In this study, we seek to build on existing research examining the potential relationship between atrazine and hypospadias by incorporating information about maternal water consumption, as well as other known demographic and behavioral risk factors. We use a novel technique to estimate maternal exposure to atrazine in drinking water, and take advantage of unique data that include information about behavioral covariates to control for confounding and maternal residential address throughout pregnancy to improve exposure assessment.
Data from this study come from the National Birth Defects Prevention Study (NBDPS), a population-based case-control study conducted in ten states with the Centers for Disease Control and Prevention. NBDPS identifies second- and third-degree hypospadias cases, which are considered moderate to severe , from birth defect surveillance registries and randomly selects controls from birth certificates or birth hospital records. NBDPS does not include first-degree, or mild, hypospadias cases due to variable diagnosis patterns and medical documentation. NBDPS cases were contributed by each center (an active surveillance birth defects registry), and reviewed by a clinical geneticist there to ensure that all cases met NBDPS study criteria and thus ensure accurate and consistent case ascertainment across study sites. Second- and third- degree cases of hypospadias from all centers were then reviewed in detail by a clinical geneticist who focused on this birth defect, and who considered medical record information and anatomical descriptions provided by health care providers .
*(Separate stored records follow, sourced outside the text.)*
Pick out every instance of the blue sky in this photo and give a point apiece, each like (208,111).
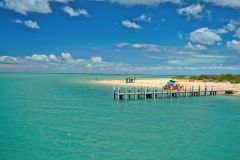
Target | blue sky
(120,36)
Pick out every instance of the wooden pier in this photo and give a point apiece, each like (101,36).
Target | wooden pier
(146,92)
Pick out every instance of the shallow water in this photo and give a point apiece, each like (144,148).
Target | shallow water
(64,116)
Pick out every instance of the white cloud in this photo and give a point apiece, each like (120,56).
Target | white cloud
(237,33)
(193,10)
(122,44)
(195,47)
(204,36)
(225,3)
(62,63)
(180,35)
(66,56)
(234,45)
(128,24)
(143,18)
(142,2)
(31,24)
(230,27)
(25,6)
(96,59)
(38,57)
(72,12)
(28,23)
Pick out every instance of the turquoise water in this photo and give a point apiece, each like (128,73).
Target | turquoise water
(63,116)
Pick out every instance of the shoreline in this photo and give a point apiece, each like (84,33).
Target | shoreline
(160,82)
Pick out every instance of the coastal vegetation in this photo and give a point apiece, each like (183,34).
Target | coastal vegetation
(232,78)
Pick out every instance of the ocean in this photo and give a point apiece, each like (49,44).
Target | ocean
(66,116)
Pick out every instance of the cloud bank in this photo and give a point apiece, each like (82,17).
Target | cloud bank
(25,6)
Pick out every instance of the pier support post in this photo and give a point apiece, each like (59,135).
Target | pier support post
(186,93)
(139,93)
(212,91)
(162,92)
(125,94)
(118,93)
(145,92)
(199,90)
(178,90)
(205,90)
(129,91)
(193,91)
(154,92)
(114,92)
(135,93)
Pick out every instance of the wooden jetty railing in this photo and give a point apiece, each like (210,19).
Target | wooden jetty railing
(146,92)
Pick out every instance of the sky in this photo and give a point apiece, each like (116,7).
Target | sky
(165,37)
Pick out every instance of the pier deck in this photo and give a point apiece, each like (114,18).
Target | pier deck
(145,92)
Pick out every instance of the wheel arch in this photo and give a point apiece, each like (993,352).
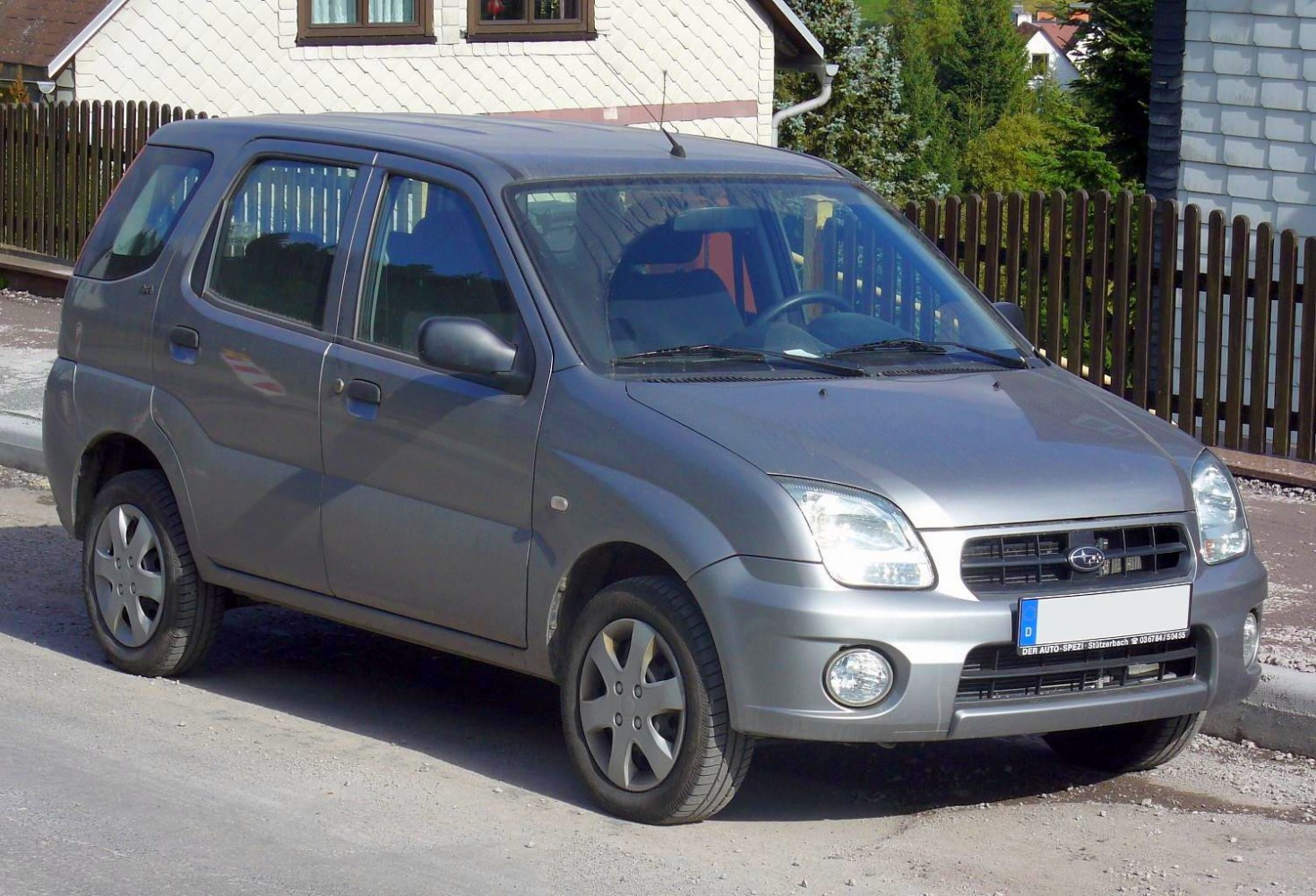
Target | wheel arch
(592,572)
(109,455)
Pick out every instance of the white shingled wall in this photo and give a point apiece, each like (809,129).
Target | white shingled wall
(1249,111)
(1249,123)
(240,56)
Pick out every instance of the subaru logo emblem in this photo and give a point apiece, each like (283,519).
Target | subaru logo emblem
(1088,559)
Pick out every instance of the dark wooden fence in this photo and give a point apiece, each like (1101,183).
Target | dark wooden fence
(1206,323)
(58,165)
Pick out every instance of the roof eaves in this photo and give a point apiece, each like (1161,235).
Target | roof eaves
(79,41)
(791,27)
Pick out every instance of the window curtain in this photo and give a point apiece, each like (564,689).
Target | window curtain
(344,12)
(392,11)
(333,12)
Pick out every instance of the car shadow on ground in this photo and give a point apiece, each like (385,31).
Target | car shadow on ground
(502,724)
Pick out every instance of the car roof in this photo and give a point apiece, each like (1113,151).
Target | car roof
(525,149)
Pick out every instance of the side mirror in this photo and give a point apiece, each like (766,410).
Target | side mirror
(1012,314)
(462,345)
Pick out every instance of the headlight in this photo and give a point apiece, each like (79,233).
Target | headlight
(864,539)
(1220,519)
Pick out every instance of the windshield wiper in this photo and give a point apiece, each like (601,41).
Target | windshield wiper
(907,343)
(727,353)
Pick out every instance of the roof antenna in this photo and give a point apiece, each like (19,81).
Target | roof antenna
(676,149)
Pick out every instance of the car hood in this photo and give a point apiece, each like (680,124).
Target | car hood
(976,449)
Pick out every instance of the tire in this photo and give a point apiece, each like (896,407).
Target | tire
(149,608)
(709,760)
(1136,746)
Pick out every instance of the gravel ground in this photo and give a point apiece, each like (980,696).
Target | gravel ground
(311,758)
(1287,494)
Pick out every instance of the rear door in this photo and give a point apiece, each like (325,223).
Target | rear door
(243,354)
(429,475)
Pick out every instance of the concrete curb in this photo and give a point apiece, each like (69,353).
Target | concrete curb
(1281,715)
(20,444)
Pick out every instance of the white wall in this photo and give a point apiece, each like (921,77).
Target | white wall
(1249,96)
(1061,69)
(240,56)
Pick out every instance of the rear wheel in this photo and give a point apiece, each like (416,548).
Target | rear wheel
(1135,746)
(149,608)
(644,707)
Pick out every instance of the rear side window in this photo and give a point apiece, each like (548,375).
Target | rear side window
(141,216)
(280,235)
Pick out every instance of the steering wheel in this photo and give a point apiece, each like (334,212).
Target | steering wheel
(799,300)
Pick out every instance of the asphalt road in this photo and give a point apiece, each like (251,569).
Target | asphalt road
(309,758)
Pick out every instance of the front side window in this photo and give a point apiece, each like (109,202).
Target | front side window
(140,219)
(512,20)
(364,22)
(278,237)
(431,257)
(804,267)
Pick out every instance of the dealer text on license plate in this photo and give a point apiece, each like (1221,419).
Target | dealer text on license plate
(1114,618)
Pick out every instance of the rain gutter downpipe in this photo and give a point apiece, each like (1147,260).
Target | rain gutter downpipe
(825,73)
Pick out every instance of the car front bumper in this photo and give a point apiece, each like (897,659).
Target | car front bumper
(778,623)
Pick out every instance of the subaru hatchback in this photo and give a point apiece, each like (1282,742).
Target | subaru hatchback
(716,441)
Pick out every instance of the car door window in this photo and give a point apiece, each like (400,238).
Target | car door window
(431,257)
(280,235)
(141,216)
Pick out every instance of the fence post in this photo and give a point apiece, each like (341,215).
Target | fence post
(1261,339)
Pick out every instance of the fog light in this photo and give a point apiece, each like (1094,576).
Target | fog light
(1251,638)
(858,677)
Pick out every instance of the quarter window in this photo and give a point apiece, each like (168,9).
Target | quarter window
(141,216)
(529,20)
(365,22)
(431,257)
(278,238)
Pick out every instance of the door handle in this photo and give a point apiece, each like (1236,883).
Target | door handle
(185,337)
(365,391)
(185,345)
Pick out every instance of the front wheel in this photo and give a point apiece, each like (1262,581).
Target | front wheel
(644,707)
(1135,746)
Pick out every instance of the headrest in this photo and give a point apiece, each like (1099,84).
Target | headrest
(664,246)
NBDPS also collects data on a wide number of covariates via computer-assisted telephone interview with the mother. For the years included in the study, the interview also included a water module which asked questions about drinking water source and water consumption. Additional covariates include maternal address throughout pregnancy, and a number of known risk factors for hypospadias, including maternal age, maternal race/ethnicity, parity, plurality, maternal choline intake, and use of fertility medications .
The study included hypospadias cases (n = 343, of which 305 were isolated cases where hypospadias was the only observed anomaly, and 38 were cases where other birth defects were observed in conjunction with hypospadias) and male controls (n = 1,422) whose mothers were successfully interviewed from North Carolina, Iowa, Arkansas, and Texas. Iowa, Arkansas, and Texas contributed data for women with estimated due dates between 1998 and 2005. North Carolina did not join the study until 2003, providing data for women with estimated due dates between 2003 and 2005. Analyses were conducted on isolated and non-isolated cases combined. Among cases identified in the clinical database, participation rates in the full interview were 73 % for Arkansas, 44 % for Iowa, 73 % for North Carolina, and 65 % for Texas. Participation rates for the male and female control groups were 67 % for Arkansas, 63 % for Iowa, 72 % for North Carolina, and 64 % for Texas.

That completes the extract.